After the divorce, Dr. Henry began to formulate a plan to kidnap his child, which scheme was subsequently modified to include the murder of his ex-wife. Using the name of Terry Cordell, a mental patient at the Maryland hospital where the doctor was doing his residency, he created a false identity by securing a birth certificate, social security card, and driver’s license in Cor-dell’s name. He also accumulated material to be used for his “Terry Cordell disguise”.

The opportunity to murder his wife finally arrived when he was invited to a dermatology convention in Dallas, Texas as it provided him with a perfect alibi. In Maryland, he reserved a private room in Dallas so that he could come and go undetected. He also reserved a flight on Continental Airlines from Dallas to Tucson in the name of Terry Cordell with a return flight to Dallas on American Airlines in the name of a friend, Donald Vester. He planned to change from the Terry Cordell disguise to the Donald Vester outfit prior to his departure from Tucson.

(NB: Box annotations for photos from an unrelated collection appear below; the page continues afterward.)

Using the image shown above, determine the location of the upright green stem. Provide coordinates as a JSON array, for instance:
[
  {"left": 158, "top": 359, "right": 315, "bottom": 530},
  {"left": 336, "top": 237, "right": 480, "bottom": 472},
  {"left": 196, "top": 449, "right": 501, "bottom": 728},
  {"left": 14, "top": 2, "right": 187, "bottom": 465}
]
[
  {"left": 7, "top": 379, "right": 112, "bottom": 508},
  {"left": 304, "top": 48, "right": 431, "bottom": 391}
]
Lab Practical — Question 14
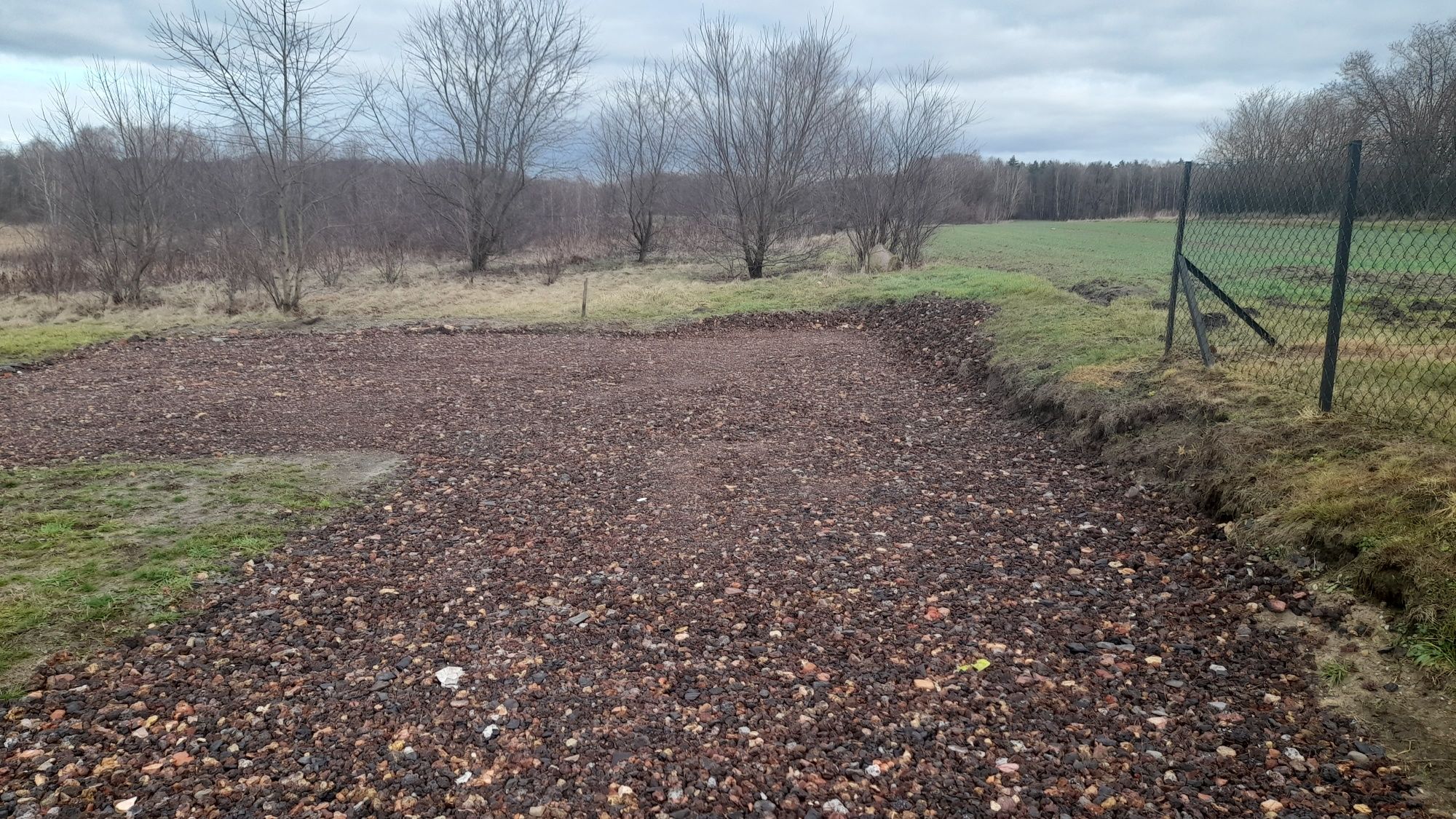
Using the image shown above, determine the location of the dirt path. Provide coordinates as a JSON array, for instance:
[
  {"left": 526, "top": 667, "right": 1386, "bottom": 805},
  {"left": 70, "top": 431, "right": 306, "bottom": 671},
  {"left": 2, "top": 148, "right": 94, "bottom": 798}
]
[{"left": 0, "top": 307, "right": 1420, "bottom": 819}]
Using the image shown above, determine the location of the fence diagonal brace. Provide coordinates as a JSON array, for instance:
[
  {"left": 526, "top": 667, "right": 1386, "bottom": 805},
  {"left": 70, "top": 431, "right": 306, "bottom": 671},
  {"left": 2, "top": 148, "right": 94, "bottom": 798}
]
[
  {"left": 1184, "top": 258, "right": 1278, "bottom": 347},
  {"left": 1176, "top": 253, "right": 1213, "bottom": 367}
]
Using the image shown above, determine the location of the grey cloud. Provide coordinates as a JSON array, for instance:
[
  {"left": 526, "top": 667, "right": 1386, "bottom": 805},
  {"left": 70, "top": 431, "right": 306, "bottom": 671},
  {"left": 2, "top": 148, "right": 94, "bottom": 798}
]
[{"left": 0, "top": 0, "right": 1449, "bottom": 160}]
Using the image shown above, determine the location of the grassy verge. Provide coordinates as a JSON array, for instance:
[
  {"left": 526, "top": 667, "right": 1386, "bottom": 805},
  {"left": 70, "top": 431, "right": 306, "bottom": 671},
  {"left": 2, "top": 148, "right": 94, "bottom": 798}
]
[
  {"left": 0, "top": 459, "right": 355, "bottom": 697},
  {"left": 0, "top": 220, "right": 1456, "bottom": 665},
  {"left": 0, "top": 322, "right": 127, "bottom": 364}
]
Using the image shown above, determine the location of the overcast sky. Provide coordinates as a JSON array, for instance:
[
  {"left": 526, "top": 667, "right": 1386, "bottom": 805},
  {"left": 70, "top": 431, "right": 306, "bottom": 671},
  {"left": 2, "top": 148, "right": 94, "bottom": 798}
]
[{"left": 0, "top": 0, "right": 1453, "bottom": 160}]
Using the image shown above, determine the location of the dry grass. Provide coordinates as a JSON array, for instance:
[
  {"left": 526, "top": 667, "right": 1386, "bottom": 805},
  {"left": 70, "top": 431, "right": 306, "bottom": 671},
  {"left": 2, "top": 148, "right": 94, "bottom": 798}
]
[{"left": 0, "top": 224, "right": 33, "bottom": 256}]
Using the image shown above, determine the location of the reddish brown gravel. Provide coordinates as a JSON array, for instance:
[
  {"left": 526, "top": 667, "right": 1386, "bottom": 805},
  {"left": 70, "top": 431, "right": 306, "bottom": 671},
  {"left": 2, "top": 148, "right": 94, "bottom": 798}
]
[{"left": 0, "top": 301, "right": 1421, "bottom": 819}]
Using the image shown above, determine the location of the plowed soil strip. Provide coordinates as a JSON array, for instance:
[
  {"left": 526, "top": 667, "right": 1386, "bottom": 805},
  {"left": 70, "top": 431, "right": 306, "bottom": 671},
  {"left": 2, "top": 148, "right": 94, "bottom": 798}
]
[{"left": 0, "top": 313, "right": 1418, "bottom": 818}]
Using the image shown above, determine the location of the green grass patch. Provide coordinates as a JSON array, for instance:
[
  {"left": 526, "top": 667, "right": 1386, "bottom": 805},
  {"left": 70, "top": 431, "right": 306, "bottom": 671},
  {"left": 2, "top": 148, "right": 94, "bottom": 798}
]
[
  {"left": 0, "top": 320, "right": 127, "bottom": 364},
  {"left": 0, "top": 459, "right": 342, "bottom": 691}
]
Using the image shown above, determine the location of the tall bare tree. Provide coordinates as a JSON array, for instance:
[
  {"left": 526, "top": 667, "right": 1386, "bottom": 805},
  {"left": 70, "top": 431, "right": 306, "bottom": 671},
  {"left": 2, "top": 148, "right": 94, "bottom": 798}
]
[
  {"left": 683, "top": 16, "right": 856, "bottom": 278},
  {"left": 370, "top": 0, "right": 593, "bottom": 280},
  {"left": 591, "top": 61, "right": 687, "bottom": 262},
  {"left": 833, "top": 64, "right": 976, "bottom": 265},
  {"left": 151, "top": 0, "right": 360, "bottom": 312},
  {"left": 36, "top": 63, "right": 191, "bottom": 304}
]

Before he left Maryland, Dr. Henry placed the intended murder weapon, a .32 caliber revolver, in a black attache case which had a broken handle, along with other items which might be used to perpetrate the crime.

After he checked into his motel room in Dallas, he wrote down his plan, step by step, together with a last minute check list and placed both in his wallet. When he left the motel room, he was dressed in his clumsy Cordell disguise.

Dr. Henry checked the attache case as baggage and because he could not find it when he arrived in Tucson, he filed a lost baggage claim with Continental Airlines. While he could not immediately carry out his plan to murder his wife, the plan was still in effect.' In the early morning hours, he walked ten miles to her house, watched it and jotted down the activities in the area. Shortly after 7:15 a. m., Christina and their son left the house while he was in plain view about 100 feet away. He walked away to get out of sight.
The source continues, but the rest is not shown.